In this project, we want to overcome the existing limitations of Torpedo by building a privacy-preserving Tor onion traffic correlation service. In other words, our goal is to enhance Torpedo such that the traffic correlation can be performed without the need for ISPs to exchange their traces. To achieve this, our idea is to leverage on the recent advances in encrypted deep learning which allow us to train and query a convolutional neural network (CNN) where both the training and testing datasets can be entirely private. This is akin to processing over encrypted data, but applied to machine learning algorithms and more specifically to CNN. Concretely, we want to apply this idea to Torpedo which implies leveraging an existing framework for encrypted machine learning (named TF-Encrypted) for securing our Torpedo classifier. This job comes with some challenges namely the fact the existing Torpedo CNN will likely require a few adaptations, and that we will need to develop specific optimizations to overcome the performance penalties introduced by TF-Encrypted. Furthermore, it will also be necessary to guarantee the end-to-end security of our system and provide strong authentication and accountability support by developing special-purpose security protocols involving the participating actors (i.e., ISPs and international police agencies). This work is expected to result in the publication of a paper in a flagship security conference.

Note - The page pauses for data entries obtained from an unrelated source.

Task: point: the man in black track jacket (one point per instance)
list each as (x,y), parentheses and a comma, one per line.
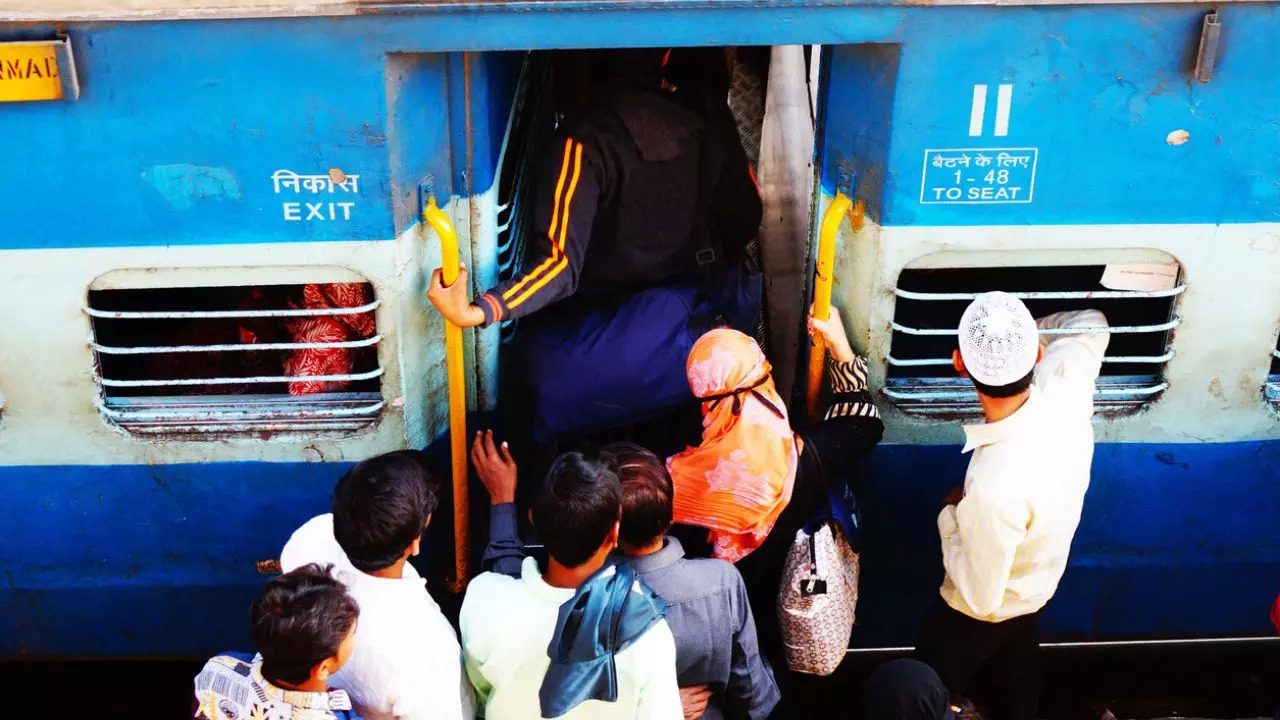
(618,208)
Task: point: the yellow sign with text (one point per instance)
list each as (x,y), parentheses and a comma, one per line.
(35,71)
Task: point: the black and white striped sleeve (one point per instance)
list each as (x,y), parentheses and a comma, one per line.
(849,396)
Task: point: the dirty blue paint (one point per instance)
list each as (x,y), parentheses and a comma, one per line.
(1096,89)
(135,559)
(420,155)
(1176,541)
(186,185)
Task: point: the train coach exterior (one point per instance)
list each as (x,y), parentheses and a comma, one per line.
(241,146)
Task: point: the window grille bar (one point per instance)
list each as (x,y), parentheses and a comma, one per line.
(260,379)
(237,347)
(1160,327)
(218,314)
(284,427)
(190,414)
(946,361)
(1051,295)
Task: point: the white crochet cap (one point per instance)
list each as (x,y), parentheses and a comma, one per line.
(999,340)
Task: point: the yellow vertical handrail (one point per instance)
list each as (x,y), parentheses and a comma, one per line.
(449,268)
(826,267)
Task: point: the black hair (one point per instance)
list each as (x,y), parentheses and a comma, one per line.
(300,621)
(1005,391)
(647,493)
(577,505)
(380,506)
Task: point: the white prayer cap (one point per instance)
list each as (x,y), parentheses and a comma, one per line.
(999,340)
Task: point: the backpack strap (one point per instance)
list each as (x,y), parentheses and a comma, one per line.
(709,162)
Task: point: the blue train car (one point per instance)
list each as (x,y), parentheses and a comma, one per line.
(196,164)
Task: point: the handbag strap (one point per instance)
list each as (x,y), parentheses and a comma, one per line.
(813,552)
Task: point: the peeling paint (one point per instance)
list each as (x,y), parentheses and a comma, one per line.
(183,185)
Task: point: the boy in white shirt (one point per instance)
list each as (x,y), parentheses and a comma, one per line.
(615,657)
(1006,534)
(407,662)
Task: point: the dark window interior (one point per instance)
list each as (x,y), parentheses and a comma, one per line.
(945,314)
(205,331)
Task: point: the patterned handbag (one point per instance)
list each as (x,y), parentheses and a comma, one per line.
(817,600)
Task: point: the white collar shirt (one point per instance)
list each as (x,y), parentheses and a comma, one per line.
(406,662)
(1005,546)
(507,625)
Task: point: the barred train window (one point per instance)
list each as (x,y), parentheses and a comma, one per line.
(922,381)
(1272,387)
(273,358)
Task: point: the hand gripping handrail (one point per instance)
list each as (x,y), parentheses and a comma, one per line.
(826,265)
(449,267)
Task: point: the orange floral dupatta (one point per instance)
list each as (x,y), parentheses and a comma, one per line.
(740,478)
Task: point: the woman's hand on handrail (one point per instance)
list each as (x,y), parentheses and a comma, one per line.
(453,301)
(831,332)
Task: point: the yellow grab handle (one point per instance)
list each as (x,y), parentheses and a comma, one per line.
(449,265)
(831,220)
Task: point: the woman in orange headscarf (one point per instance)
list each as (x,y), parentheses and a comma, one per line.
(753,481)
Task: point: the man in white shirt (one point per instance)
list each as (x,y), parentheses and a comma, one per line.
(406,662)
(1006,536)
(615,657)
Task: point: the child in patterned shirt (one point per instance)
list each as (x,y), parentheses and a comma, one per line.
(302,628)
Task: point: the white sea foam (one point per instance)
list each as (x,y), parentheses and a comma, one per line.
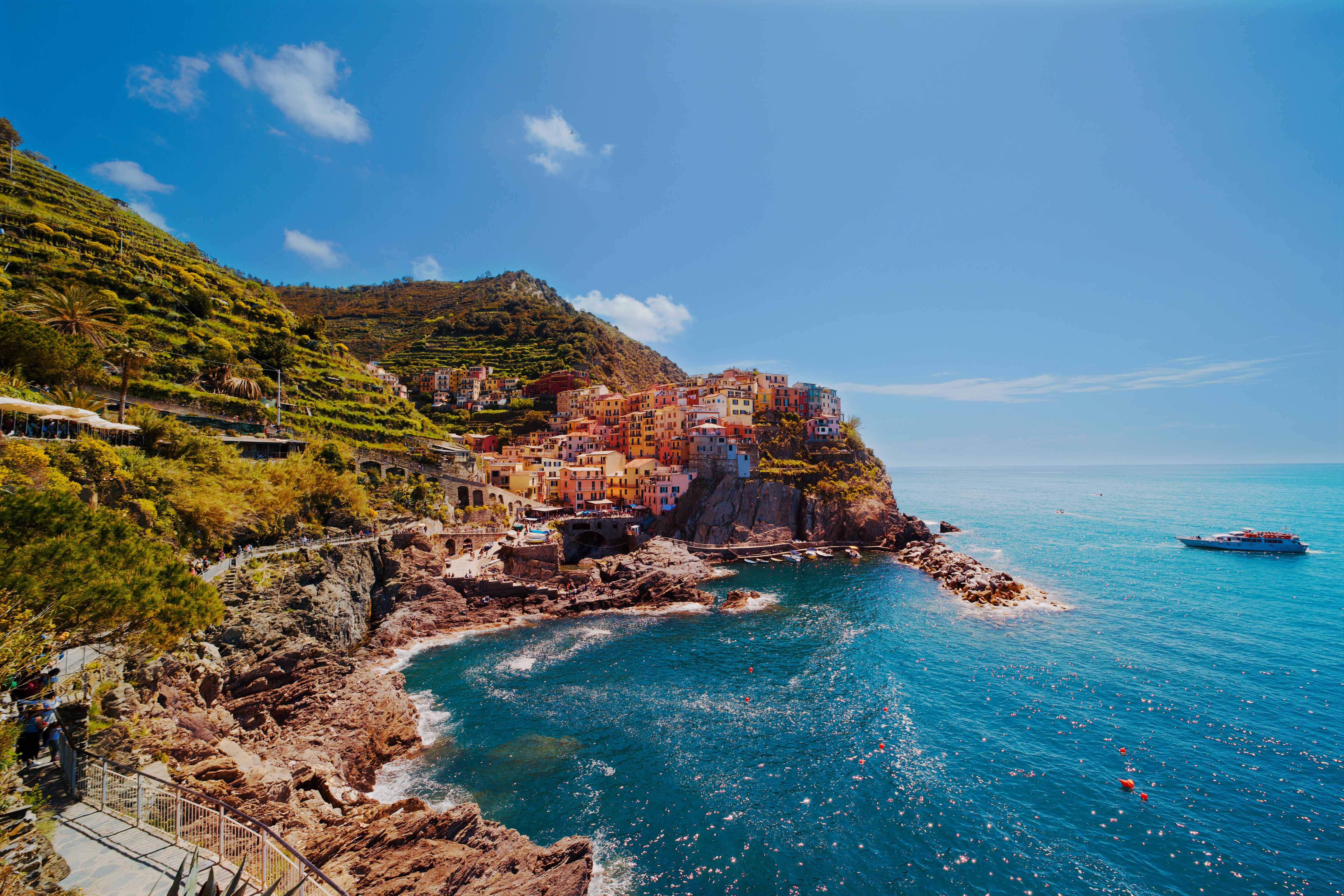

In summary, the mains tasks of this project will be: 1) review the related work, 2) extend the current design of Torpedo to support privacy-preserving Tor flow correlation, 3) implement a prototype based on TF-Encrypted, 4) evaluate the system experimentally using synthetic onion service traffic, 5) write a scientific article, and 6) write a dissertation.

Requirements

Interest in distributed systems, security, and machine learning. Attendance in the forensics cyber-security course.

Location

IST-Alameda (INESC-ID) or IST-Tagus

Observations

This work will be performed in collaboration with researchers from FCUL, FCUP, INESC TEC, and the University of Waterloo.